Des Moines Register Op-Ed: Banking bill protects American consumers

This op-ed by AFR Steering Committee Member Cathy Lesser Mansfield appeared in the Des Moines Register today in response to Senator Grassley’s announcement that he will not vote for financial reform.

Iowa Sen. Chuck Grassley’s decision not to support the banking bill before the Senate this week is bad for Iowa. He claims the bill is good for Wall Street, and not for consumers, but he is wrong. The bill is a good one, and consumer organizations around the country are unanimously in support of this bill.

The legislation at issue – the Dodd-Frank Wall Street Reform and Consumer Protection Act – will overhaul the financial services industry, protect consumers from dangerous financial products and inject transparency into the financial dealings of banks and other financial institutions. If this bill does not pass, borrowers, families, neighborhoods, city and state economies, investors and financial markets will remain vulnerable to the dire consequences of unmonitored and unrestrained lending and investing.

I have been practicing, teaching and writing about consumer protection law for two decades. I am one of the many people who did see a crisis coming a decade ago, and tried to get Washington’s attention.

My colleagues and I authored studies and law review articles exposing the practices of the subprime mortgage lending industry and urging Congress to protect consumers from the worst aspects of this market. We testified before Congress and federal agencies, and brought victims of and participants in the subprime mortgage market with us. We proved over and over again that the market was having a disproportionate negative impact on borrowers of color.

Despite our warnings, Congress did nothing to rein in the lending abuses rife in the subprime market. The subprime mortgage market flourished, and even migrated into other parts of the mortgage market, producing default and foreclosure rates the likes of which we have not seen since the Great Depression.

The urgent calls for reform and regulation made by a myriad of academics, consumer law practitioners, consumers and consumer protection organizations went unheeded. The sky is falling, we cried. But our elected officials did not answer the call for protection – until now.

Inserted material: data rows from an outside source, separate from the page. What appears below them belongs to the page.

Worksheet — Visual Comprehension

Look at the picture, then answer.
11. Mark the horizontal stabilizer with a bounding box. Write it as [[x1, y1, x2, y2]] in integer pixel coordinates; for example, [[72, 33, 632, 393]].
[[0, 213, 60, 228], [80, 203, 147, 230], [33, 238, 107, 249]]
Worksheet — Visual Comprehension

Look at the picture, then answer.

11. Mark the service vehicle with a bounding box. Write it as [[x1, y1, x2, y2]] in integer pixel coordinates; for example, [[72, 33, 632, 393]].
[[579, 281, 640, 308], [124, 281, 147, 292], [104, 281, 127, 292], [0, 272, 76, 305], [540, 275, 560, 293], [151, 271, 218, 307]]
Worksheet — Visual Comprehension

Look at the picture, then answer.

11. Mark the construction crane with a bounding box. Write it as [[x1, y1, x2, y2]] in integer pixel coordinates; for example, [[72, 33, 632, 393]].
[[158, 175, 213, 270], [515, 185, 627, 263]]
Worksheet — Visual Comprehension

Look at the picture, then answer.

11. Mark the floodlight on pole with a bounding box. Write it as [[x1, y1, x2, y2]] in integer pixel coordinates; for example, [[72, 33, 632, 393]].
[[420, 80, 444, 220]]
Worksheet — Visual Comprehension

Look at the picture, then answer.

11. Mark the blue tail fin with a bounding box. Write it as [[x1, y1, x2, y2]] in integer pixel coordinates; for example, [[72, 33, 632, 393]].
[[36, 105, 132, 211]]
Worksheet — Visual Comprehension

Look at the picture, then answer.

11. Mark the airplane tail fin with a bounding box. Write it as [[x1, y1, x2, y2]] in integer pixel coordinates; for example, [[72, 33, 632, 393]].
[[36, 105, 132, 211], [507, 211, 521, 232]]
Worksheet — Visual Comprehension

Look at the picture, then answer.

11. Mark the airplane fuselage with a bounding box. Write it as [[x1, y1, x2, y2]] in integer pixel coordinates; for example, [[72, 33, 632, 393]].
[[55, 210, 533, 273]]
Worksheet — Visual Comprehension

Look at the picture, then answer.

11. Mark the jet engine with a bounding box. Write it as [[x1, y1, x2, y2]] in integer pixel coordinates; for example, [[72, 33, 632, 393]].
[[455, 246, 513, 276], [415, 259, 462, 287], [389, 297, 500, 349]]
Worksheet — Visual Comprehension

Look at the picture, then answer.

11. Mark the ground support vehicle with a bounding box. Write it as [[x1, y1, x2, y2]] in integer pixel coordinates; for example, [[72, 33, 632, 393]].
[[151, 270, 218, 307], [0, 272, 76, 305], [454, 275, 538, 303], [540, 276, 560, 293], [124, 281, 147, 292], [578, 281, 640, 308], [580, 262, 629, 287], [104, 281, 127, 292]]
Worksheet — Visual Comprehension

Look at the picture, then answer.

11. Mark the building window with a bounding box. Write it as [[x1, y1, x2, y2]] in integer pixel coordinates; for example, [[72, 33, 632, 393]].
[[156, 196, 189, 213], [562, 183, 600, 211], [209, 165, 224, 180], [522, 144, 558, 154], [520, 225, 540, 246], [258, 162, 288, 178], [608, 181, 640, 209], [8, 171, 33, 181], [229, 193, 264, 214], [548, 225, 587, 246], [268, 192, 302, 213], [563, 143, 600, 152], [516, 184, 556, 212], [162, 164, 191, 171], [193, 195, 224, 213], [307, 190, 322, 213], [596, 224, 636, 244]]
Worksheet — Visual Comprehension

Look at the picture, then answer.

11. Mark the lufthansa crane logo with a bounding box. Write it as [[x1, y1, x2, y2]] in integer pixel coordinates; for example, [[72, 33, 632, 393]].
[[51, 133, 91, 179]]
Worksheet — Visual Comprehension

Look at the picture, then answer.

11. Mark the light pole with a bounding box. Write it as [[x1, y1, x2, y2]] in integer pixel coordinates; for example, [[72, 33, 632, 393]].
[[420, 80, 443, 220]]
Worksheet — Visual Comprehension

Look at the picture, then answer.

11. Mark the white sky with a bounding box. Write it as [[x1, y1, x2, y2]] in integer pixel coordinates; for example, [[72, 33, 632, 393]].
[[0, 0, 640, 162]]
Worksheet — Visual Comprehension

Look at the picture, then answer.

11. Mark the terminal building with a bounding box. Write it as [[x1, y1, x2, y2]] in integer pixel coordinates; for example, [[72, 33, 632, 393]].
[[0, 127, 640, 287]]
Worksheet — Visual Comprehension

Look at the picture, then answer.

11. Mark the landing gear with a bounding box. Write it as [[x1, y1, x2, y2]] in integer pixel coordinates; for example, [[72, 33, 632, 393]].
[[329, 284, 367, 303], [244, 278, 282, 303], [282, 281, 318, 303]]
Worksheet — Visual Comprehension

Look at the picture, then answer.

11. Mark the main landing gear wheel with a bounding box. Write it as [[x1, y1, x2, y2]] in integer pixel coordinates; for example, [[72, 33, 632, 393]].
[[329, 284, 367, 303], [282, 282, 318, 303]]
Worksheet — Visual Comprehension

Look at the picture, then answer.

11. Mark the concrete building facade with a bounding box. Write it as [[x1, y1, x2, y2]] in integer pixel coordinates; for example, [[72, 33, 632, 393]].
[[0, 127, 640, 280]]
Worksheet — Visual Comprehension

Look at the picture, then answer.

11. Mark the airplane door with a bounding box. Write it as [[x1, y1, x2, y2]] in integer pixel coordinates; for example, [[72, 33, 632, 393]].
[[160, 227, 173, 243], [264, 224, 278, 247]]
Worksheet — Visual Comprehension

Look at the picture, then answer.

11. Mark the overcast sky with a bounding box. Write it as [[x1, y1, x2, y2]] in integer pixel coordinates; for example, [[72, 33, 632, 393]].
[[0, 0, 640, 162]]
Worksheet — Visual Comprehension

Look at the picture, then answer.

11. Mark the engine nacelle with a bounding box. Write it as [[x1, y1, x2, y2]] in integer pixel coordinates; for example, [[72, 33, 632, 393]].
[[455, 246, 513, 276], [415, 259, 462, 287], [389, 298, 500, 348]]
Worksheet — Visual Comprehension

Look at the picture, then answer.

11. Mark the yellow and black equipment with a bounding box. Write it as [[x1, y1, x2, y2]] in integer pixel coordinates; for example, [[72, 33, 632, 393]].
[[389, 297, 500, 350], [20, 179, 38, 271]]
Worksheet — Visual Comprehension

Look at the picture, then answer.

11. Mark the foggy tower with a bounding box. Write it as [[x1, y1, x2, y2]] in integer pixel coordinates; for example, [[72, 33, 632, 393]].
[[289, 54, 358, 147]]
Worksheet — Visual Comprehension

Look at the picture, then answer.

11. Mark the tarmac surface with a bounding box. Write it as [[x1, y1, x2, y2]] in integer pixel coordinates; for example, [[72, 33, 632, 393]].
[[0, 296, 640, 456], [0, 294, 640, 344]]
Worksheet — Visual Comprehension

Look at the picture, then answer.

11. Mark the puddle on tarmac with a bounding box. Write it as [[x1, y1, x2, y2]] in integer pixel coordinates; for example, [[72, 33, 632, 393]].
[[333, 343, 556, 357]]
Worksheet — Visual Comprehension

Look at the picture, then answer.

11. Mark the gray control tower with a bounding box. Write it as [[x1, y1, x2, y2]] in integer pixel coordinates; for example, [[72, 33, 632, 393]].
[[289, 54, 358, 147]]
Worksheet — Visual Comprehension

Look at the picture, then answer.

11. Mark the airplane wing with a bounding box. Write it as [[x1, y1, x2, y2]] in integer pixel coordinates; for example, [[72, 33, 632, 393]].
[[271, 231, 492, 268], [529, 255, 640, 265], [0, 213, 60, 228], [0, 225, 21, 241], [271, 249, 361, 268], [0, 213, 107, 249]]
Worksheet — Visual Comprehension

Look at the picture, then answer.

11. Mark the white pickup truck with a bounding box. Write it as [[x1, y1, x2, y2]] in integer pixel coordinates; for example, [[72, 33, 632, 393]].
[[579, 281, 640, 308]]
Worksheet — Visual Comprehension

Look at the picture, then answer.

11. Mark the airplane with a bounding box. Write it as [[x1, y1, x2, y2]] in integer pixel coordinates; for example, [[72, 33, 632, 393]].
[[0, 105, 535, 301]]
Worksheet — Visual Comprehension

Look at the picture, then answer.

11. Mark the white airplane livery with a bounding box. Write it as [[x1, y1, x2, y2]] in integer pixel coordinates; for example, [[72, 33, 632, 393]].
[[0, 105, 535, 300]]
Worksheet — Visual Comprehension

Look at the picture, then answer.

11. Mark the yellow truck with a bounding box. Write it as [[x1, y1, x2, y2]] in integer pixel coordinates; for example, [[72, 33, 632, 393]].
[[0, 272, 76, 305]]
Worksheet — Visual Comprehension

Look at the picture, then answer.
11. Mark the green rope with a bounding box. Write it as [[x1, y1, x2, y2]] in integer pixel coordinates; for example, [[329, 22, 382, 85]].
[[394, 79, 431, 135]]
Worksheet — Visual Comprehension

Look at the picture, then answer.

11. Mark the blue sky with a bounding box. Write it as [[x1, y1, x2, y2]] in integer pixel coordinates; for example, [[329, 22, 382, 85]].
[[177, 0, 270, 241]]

Now, finally, after almost a year of careful work, Congress has produced the Dodd-Frank Wall Street Reform and Consumer Protection Act. This legislation answers the call.

This bill will finally give consumers, investors and markets the protection and transparency that were so desperately needed and so obviously absent for so many years. For example, the legislation establishes a new, independent consumer financial protection bureau to be housed in the Federal Reserve. Market participants will finally be held accountable for lending and investment decisions with self-serving, short-term gain and long-term consequences for consumers, investors and the financial markets.

Most important, consumers will finally be assured that, just as the government’s Consumer Product Safety Commission protects them from exploding toasters, the government will now also protect them from dangerous financial products.

It’s a shame Grassley has decided to pull his support for this bill. It is even sadder that he gave a disingenuous reason for not voting for the legislation – that Wall Street was in support of it, so it must not be a change for Wall Street or good for Iowans. In fact, the bill is a sea change in how we monitor and regulate financial markets and products. This is the protection Iowans deserve.